The Normal Q-Q plot shows that most residuals lie close to the reference line, although there are small deviations at the tails. This suggests that the normality assumption is approximately met, with minor departures due to extreme observations.
The Scale-Location plot shows a slight increase in the spread of residuals as fitted values increase, indicating mild heteroscedasticity. However, the variation is not severe enough to significantly affect the model.
The Residuals vs Leverage plot does not indicate any highly influential observations, although a few points have moderate leverage. None of these points exceed critical Cook’s distance thresholds, suggesting that no single observation unduly influences the model.
Overall, the regression assumptions are reasonably satisfied, and the model appears to be appropriate for explaining PSA levels. The log transformation of PSA helps in improving the validity of these assumptions.
Part 5: Interpretation and Prediction
Interpretation
- Important variables: Cancer volume, BPH, seminal vesicle invasion (SVI), and Gleason score stand out as the most important predictors of PSA, as they show strong statistical significance in the model.
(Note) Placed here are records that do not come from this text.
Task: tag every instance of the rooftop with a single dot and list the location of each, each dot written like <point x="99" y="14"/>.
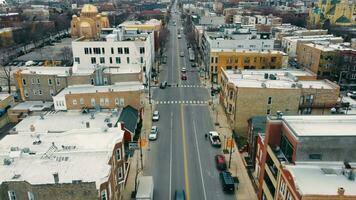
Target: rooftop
<point x="321" y="125"/>
<point x="117" y="87"/>
<point x="280" y="79"/>
<point x="59" y="71"/>
<point x="73" y="120"/>
<point x="306" y="177"/>
<point x="77" y="155"/>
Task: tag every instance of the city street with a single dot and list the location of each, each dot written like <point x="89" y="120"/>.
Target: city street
<point x="181" y="158"/>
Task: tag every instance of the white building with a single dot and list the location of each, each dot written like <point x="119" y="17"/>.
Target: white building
<point x="124" y="46"/>
<point x="289" y="44"/>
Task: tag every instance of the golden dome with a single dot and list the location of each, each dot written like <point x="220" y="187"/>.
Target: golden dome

- Clinical meaning: The results suggest that PSA levels tend to increase as tumor size grows and as the cancer becomes more severe, which is reflected by higher Gleason scores. Patients with seminal vesicle invasion also show higher PSA levels, indicating more advanced disease. In addition, benign prostatic hyperplasia (BPH) contributes to elevated PSA, even though it is not cancer-related. Overall, this shows that PSA levels are influenced by both cancer progression and other prostate conditions.
Prediction
new_data <- data.frame(
cancer_volume = 10,
bph = 2,
svi = 1,
gleason = 7
)
pred_log <- predict(modelB, newdata = new_data)
pred_log## 1
## 3.201907# Convert back to PSA
pred_psa <- exp(pred_log)
pred_psa## 1
## 24.57935Interpret the result: The model predicts a log(PSA) value of approximately 3.20 for a patient with a cancer volume of 10, BPH of 2, SVI present, and a Gleason score of 7. After converting this back to the original scale, the predicted PSA level is approximately 24.58.
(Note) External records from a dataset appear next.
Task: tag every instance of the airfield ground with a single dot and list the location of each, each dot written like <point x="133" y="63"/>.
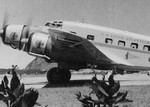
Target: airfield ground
<point x="137" y="85"/>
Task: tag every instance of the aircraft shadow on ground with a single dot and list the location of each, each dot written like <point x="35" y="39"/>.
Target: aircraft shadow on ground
<point x="72" y="83"/>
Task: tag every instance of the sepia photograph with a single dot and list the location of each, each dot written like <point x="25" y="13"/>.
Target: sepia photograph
<point x="74" y="53"/>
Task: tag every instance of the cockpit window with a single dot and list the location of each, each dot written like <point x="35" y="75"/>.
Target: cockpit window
<point x="54" y="24"/>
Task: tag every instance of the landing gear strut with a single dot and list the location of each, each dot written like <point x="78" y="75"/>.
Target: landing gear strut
<point x="58" y="75"/>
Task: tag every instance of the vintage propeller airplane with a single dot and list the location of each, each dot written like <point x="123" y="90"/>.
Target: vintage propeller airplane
<point x="75" y="46"/>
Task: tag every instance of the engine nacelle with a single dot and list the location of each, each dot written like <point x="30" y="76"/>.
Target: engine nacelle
<point x="13" y="34"/>
<point x="37" y="43"/>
This means that for a patient with these clinical characteristics, the expected PSA level is around 24.6. The prediction reflects the combined effect of tumor size, cancer severity, and disease progression, demonstrating how the model can be used to estimate PSA levels for new patients.
Part 6: Discussion
Conclusions
The analysis shows that cancer-related variables such as cancer volume, seminal vesicle invasion (SVI), and Gleason score play a significant role in determining PSA levels. These findings are consistent with the exploratory analysis, where these variables showed strong relationships with PSA.
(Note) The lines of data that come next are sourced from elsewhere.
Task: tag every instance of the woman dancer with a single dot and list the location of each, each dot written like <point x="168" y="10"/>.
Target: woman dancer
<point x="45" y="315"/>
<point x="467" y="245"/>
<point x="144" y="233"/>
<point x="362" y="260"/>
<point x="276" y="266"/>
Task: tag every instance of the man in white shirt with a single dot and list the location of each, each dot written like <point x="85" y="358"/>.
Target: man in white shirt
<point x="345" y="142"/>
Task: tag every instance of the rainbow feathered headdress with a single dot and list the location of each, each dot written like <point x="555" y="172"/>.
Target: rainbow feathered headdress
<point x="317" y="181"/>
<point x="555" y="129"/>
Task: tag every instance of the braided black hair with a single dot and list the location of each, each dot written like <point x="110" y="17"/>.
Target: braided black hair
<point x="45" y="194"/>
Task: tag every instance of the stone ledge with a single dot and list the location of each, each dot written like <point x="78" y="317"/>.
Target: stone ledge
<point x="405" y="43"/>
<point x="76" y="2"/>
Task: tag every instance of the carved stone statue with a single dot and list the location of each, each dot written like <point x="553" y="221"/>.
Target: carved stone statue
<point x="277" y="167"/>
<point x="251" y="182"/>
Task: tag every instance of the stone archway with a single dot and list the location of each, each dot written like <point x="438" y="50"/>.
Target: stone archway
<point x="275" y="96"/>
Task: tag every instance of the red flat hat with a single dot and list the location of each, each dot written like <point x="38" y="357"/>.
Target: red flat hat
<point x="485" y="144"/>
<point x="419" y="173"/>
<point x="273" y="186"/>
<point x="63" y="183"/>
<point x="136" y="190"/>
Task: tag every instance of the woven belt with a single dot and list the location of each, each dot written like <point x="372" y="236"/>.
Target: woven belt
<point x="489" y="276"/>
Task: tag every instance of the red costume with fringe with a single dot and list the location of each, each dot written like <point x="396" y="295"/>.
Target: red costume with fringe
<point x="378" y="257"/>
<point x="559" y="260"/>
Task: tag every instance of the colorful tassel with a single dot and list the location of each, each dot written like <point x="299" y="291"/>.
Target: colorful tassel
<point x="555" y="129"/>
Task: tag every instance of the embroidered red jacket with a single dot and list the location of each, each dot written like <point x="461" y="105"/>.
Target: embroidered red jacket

The regression models indicate that a reduced model with only significant predictors provides a good balance between simplicity and explanatory power. The use of a log transformation for PSA helped improve model assumptions and overall model performance.
Overall, the results suggest that PSA levels are influenced by both tumor characteristics and prostate conditions, making it a useful indicator for understanding disease progression.
Limitations
One limitation of this analysis is the relatively small sample size, which may affect the generalizability of the results. Additionally, some variables showed moderate correlation, which may introduce multicollinearity and affect the stability of coefficient estimates.
The model also assumes a linear relationship between predictors and the log-transformed PSA, which may not fully capture complex relationships in the data. Furthermore, the presence of slight heteroscedasticity and minor deviations from normality suggests that the model assumptions are not perfectly satisfied.
Finally, the analysis is based on observational data, so causal relationships cannot be established.